Ensuite, dans un second temps, comme il ne sera pas possible de baisser indéfiniment la valeur des actes médicaux, les caisses et les complémentaires santé vont prendre le contrôle du système de soins et fixer des objectifs pour limiter les dépenses, les prescriptions et peut-être décider en fonction de l’espérance de survie d’un patient s’il convient, ou non, « d’investir » dans son traitement.

« Qui paye commande » !

Les médecins seront aux ordres des payeurs et les patients subiront les diktats des caisses. Très vite, ces derniers ne pourront plus choisir librement leur médecin, puisque les complémentaires santé leur imposeront de se faire soigner dans leurs centres de santé et à l’intérieur de leurs réseaux chez les praticiens affiliés.

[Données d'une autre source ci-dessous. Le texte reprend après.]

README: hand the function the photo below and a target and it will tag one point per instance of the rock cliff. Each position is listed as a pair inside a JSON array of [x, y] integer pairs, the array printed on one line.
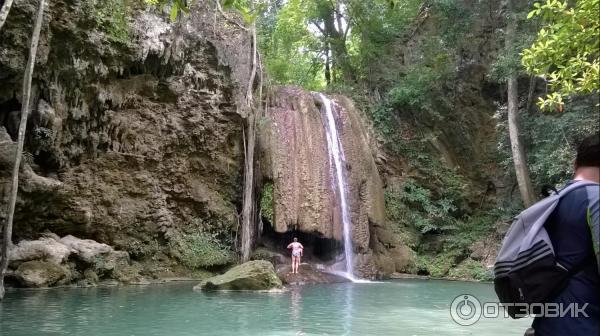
[[135, 138], [297, 161]]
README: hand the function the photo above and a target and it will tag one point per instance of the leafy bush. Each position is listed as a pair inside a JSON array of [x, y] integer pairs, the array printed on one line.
[[471, 269], [201, 250], [436, 266], [266, 202]]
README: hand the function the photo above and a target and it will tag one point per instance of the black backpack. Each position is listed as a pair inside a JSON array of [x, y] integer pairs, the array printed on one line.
[[526, 270]]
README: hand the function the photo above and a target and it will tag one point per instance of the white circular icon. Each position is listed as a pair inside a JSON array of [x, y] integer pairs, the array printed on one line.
[[465, 310]]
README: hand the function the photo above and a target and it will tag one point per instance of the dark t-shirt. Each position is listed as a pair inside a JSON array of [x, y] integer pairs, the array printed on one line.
[[571, 228]]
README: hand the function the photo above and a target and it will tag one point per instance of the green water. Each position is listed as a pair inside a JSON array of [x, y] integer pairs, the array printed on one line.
[[407, 307]]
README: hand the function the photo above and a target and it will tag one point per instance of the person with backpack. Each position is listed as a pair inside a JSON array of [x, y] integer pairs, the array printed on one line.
[[551, 254]]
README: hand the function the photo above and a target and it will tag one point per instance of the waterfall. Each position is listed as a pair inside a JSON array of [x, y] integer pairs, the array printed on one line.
[[337, 163]]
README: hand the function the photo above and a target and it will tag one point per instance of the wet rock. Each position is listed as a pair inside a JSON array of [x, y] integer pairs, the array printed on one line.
[[40, 273], [43, 249], [253, 275], [295, 149], [86, 249]]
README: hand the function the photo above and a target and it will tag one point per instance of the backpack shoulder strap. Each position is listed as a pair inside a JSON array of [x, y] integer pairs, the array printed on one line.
[[576, 185]]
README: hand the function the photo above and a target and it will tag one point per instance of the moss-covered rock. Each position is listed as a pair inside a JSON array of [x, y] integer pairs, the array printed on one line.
[[37, 273], [253, 275]]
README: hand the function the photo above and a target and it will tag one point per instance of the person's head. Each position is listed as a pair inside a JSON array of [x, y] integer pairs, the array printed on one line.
[[587, 162]]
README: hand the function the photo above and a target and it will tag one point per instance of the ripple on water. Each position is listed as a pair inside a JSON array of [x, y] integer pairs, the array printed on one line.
[[407, 307]]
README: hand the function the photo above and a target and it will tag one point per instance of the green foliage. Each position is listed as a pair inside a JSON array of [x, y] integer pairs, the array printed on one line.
[[567, 48], [110, 16], [471, 269], [200, 250], [177, 7], [284, 36], [553, 139], [428, 209], [267, 202]]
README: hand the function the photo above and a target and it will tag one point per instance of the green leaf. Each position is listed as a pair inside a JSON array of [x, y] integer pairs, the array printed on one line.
[[174, 12]]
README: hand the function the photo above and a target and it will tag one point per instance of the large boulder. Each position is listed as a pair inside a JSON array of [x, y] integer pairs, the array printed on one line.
[[101, 257], [294, 148], [307, 274], [46, 249], [253, 275], [37, 273]]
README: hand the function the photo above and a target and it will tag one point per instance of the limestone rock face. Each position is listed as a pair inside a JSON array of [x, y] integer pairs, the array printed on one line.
[[135, 133], [253, 275], [298, 162], [37, 273]]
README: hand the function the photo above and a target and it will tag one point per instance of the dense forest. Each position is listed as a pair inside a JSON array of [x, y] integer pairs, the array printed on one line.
[[150, 123]]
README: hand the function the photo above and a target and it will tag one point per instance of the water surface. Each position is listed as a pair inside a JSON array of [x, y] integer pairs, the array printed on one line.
[[404, 308]]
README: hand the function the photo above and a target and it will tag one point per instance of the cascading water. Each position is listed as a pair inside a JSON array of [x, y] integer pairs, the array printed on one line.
[[337, 160]]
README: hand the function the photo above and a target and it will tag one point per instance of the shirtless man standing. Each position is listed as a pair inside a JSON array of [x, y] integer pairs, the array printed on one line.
[[297, 250]]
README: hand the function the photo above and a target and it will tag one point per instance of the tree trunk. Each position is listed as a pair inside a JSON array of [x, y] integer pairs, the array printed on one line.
[[7, 236], [248, 209], [516, 146], [4, 11], [530, 93]]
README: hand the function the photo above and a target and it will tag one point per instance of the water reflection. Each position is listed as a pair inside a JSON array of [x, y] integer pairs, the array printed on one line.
[[296, 309], [393, 308]]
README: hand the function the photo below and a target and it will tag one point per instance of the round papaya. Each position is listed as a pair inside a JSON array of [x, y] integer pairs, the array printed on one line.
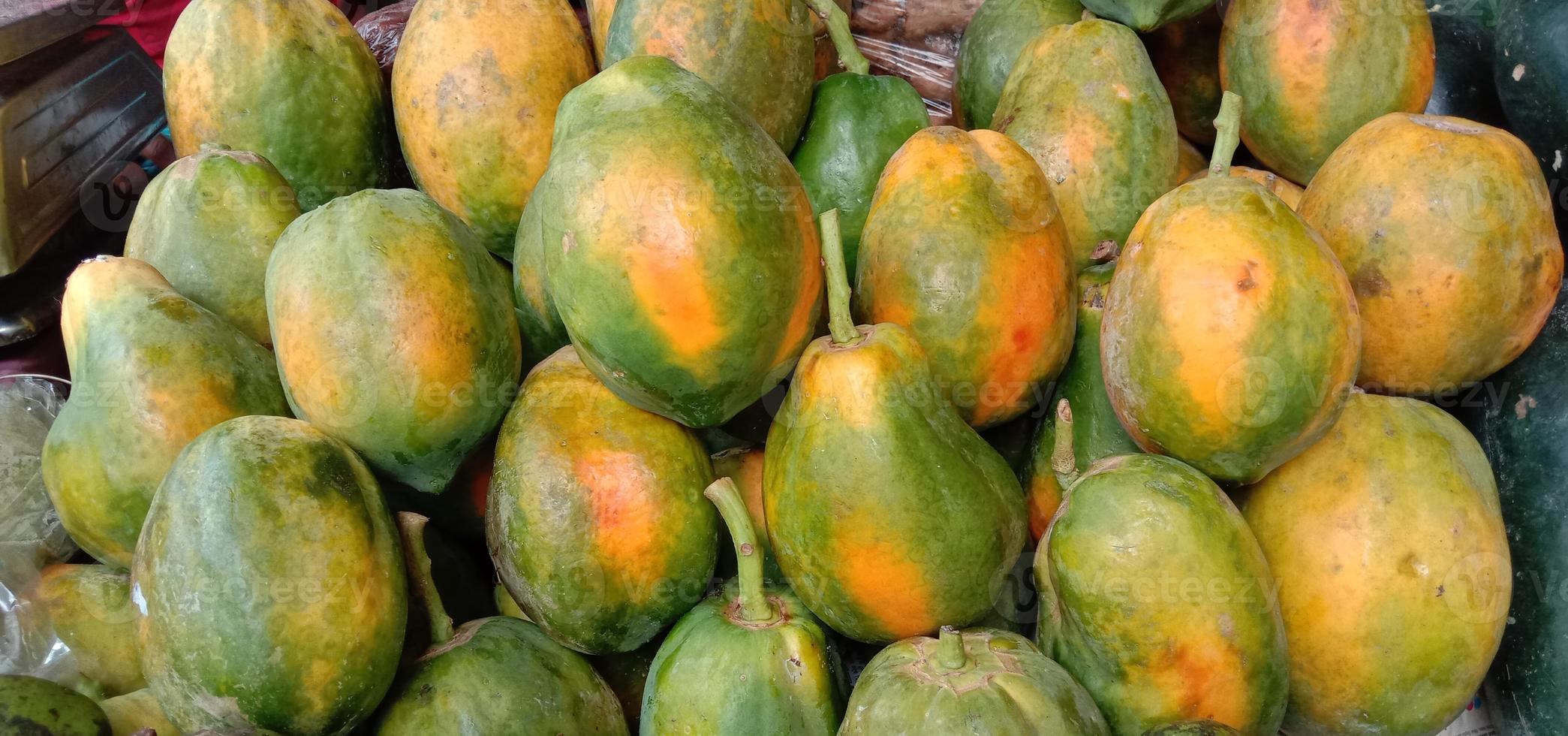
[[287, 79], [476, 109], [1388, 544], [596, 518], [678, 242], [207, 223], [269, 583], [966, 249], [394, 331], [1157, 599], [1452, 253], [1085, 102], [1314, 71]]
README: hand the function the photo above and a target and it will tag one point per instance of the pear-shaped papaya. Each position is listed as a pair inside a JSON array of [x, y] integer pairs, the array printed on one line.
[[970, 681], [761, 56], [1388, 544], [889, 515], [269, 583], [678, 242], [1454, 255], [1229, 335], [965, 249], [596, 517], [394, 331], [151, 373], [1085, 102], [491, 675], [996, 33], [1157, 599], [476, 107], [287, 79], [1314, 71], [207, 223], [748, 659]]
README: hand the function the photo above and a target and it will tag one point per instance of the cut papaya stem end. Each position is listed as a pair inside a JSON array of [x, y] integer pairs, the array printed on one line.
[[411, 528], [748, 556]]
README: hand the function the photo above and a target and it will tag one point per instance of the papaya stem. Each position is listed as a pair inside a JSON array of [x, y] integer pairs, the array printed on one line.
[[839, 322], [411, 526], [842, 38], [748, 556], [1226, 134]]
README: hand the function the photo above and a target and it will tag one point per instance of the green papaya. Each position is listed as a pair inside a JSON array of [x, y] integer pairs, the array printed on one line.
[[678, 242], [748, 659], [90, 609], [207, 223], [970, 681], [269, 583], [32, 707], [889, 515], [1085, 102], [287, 79], [394, 331], [993, 40], [596, 518], [151, 371]]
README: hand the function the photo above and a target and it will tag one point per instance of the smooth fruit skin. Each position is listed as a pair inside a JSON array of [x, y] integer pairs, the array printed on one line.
[[1313, 71], [207, 223], [720, 675], [856, 125], [760, 54], [678, 243], [476, 107], [269, 583], [151, 373], [287, 79], [1009, 689], [993, 40], [1157, 599], [889, 515], [1229, 335], [1454, 255], [394, 331], [966, 249], [596, 517], [1085, 102], [1388, 544], [501, 677]]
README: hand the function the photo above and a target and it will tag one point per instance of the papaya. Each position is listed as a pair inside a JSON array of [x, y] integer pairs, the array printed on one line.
[[992, 43], [1314, 71], [761, 56], [1157, 599], [678, 242], [394, 331], [960, 219], [748, 659], [152, 371], [1388, 544], [1085, 102], [889, 515], [970, 681], [90, 609], [207, 223], [596, 520], [491, 675], [1454, 255], [269, 584], [32, 707], [476, 109], [287, 79], [1229, 335]]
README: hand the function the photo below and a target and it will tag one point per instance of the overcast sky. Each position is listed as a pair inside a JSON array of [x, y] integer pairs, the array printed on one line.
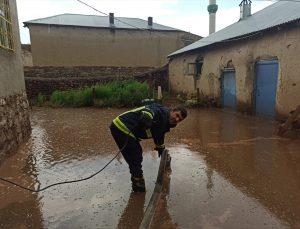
[[187, 15]]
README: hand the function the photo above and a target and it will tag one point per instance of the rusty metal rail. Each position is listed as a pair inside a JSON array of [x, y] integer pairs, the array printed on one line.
[[150, 210]]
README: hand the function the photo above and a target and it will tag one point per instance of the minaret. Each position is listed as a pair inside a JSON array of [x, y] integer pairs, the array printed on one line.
[[212, 9]]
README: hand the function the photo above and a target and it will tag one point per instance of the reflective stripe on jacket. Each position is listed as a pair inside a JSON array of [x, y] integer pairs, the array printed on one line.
[[151, 121]]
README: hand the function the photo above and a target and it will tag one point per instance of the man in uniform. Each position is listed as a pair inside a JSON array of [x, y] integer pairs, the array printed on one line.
[[150, 121]]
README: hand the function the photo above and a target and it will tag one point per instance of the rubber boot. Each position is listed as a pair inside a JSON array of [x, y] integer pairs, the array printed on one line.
[[138, 184], [168, 162]]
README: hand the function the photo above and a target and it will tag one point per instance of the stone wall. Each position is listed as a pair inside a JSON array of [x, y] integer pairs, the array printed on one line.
[[26, 55], [45, 80], [14, 123]]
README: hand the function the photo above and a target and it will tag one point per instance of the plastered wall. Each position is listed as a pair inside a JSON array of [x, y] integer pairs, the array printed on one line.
[[283, 45], [80, 46]]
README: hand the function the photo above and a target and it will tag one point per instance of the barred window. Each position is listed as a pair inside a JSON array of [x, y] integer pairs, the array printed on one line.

Enfin, les complémentaires santé qui peu à peu vont prendre la place d’une assurance maladie, sous-financée et qui va continuer à se désengager en l’absence de toute réforme de son financement. Elles vont ainsi s’emparer du secret médical des patients, leurs clients, pour leur appliquer une tarification « sur-mesure » selon leur état de santé. Et ce jour-là, sans qu’aucun débat public n’ait jamais eu lieu et alors que le gouvernement s’évertue à stigmatiser le combat de la CSMF sous l’angle de l’accès aux soins, notre système aura basculé dans un système à l’américaine piloté par les complémentaires santé et donc le privé !
La CSMF, premier syndicat médical français, qui est à l’origine, en 1971, de la création du conventionnement médical lequel a permis le remboursement des soins par l’assurance maladie pour tous les assurés sociaux, considère que la généralisation du tiers payant est un grand danger qui va entraîner le basculement irréversible de notre système de soins dans un système totalement privatisé dont personne ne veut !
La CSMF estime que la question des difficultés d’accès aux soins a été considérablement exagérée par le Gouvernement. Tous les sondages démontrent que ce sont les soins les plus coûteux et les moins bien pris en charge à la fois par l’assurance maladie et les complémentaires, comme l’audioprothèse, l’optique ou les prothèses dentaires qui posent problème, avec à la clé des retards de soins. Pas une consultation à 23 €, que d’ailleurs les patients trouvent, dans leur immense majorité sous-évaluée au regard de nombreux autres services, dont les tarifs ne cessent d’augmenter.
Toutefois, le tiers payant est déjà en place, non sans problème d’ailleurs, pour les nombreux cas de patients les plus modestes, et s’il faut aller plus loin, pour les autres, la CSMF propose de mettre en œuvre un dispositif d’avance de frais médicaux qui permette de préserver à la fois la liberté du patient et celle du médecin en maintenant un paiement direct à l’acte.
La CSMF porte un projet de carte monétique à débit différé santé, qui existe déjà dans plusieurs établissements bancaires et pourrait être très facilement étendu. Au moyen de cette carte, le patient payerait directement son médecin libéral ou ses examens médicaux et que son compte ne serait débité, qu’une fois effectués les remboursements de l’assurance maladie et de sa complémentaire santé. De son côté, le médecin ne subirait aucune complication administrative.
La CSMF considère que ce dispositif est le seul moyen pour rendre service aux patients tout en préservant leur liberté de choix, la liberté et l’indépendance de prescription du médecin libéral, c’est-à-dire, le fonctionnement actuel de notre système de soins qui permet à tous ceux qui consultent un médecin libéral d’être « soigné en particulier », et non selon un procédé industriel ou le souci de la rentabilité supplante celui de l’humain.
Reste que si le Président la République envisage un changement de système, la CSMF réclame un débat public transparent et ouvert, tranché par les Français.